AI echo chambers: Chatbots feed our own bias back to us, study finds

AI specialists have long warned about the risk of chatbots reflecting our own bias. New research lays bare that so-called large language models, while appearing to give us facts, are often just giving us the answers we want to read. Jonas Walzberg/dpa

Artificial intelligence chatbots are increasingly inclined to echo the views of people who use them, according to US researchers who found that platforms limit what information they share depending on who is asking.

"Because people are reading a summary paragraph generated by AI, they think they’re getting unbiased, fact-based answers," said Ziang Xiao of the Johns Hopkins University in Baltimore.

But such assumptions are largely wrong, Xiao and colleagues argue, after looking at the results of tests involving 272 participants asked use standard internet searches or AI to help them write about news topics in the US, such as health care and student loans.

The "echo chamber" effect is louder when people sought information from a chatbot using large language models (LLMs) than via conventional searches, the team found.

"Even if a chatbot isn’t designed to be biased, its answers reflect the biases or leanings of the person asking the questions.
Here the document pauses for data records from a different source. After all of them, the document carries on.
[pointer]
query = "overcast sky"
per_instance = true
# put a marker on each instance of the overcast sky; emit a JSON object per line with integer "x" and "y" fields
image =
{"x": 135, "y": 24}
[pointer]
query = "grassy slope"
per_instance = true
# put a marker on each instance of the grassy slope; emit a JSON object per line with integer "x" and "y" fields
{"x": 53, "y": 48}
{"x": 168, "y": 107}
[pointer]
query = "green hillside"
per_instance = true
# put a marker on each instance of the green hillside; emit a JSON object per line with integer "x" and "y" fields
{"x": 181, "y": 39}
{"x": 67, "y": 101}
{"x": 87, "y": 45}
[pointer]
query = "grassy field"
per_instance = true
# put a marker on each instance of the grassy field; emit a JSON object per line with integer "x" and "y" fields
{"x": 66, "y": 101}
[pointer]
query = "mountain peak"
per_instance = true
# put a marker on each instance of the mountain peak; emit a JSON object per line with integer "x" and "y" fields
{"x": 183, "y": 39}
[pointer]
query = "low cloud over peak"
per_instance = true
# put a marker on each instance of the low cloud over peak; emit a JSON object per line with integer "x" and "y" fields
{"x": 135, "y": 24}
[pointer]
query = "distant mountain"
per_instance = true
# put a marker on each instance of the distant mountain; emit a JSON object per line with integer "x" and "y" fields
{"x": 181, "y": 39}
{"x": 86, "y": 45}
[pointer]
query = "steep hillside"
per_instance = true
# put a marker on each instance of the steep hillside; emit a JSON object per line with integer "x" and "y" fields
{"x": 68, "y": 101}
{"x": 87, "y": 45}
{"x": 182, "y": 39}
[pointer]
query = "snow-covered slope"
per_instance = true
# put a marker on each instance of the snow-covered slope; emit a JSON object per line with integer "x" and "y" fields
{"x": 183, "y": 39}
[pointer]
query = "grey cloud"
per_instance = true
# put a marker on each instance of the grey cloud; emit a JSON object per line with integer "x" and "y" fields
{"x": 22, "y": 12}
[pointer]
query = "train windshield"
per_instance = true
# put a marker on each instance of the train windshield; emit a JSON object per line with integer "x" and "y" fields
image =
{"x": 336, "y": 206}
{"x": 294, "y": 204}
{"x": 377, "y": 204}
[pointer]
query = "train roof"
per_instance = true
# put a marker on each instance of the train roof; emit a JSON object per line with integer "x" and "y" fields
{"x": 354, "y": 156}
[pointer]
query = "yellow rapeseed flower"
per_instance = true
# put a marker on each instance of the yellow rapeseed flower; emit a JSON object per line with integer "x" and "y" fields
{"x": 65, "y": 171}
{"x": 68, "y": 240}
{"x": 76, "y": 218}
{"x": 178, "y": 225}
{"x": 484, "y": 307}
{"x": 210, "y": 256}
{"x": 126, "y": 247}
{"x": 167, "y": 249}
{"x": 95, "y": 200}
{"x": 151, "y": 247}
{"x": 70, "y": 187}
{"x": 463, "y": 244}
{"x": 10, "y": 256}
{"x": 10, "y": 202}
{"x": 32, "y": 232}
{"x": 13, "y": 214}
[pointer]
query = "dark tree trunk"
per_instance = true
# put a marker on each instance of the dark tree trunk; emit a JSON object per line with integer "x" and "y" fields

So really, people are getting the answers they want to hear," Xiao said, ahead of presenting the team’s findings at the Association of Computing Machinery’s CHI conference on Human Factors in Computing Systems.

Research published on May 10 in the science journal Cell Press meanwhile showed AI to be sometimes able to bluff even card sharks while playing poker and to come out best in diplomacy simulations.

The researchers found the bots to be capable a form of sycophancy, as they were "observed to systematically agree with their conversation partners, regardless of the accuracy of their statements" and "to mirror the user’s stance, even if it means forgoing the presentation of an impartial or balanced viewpoint."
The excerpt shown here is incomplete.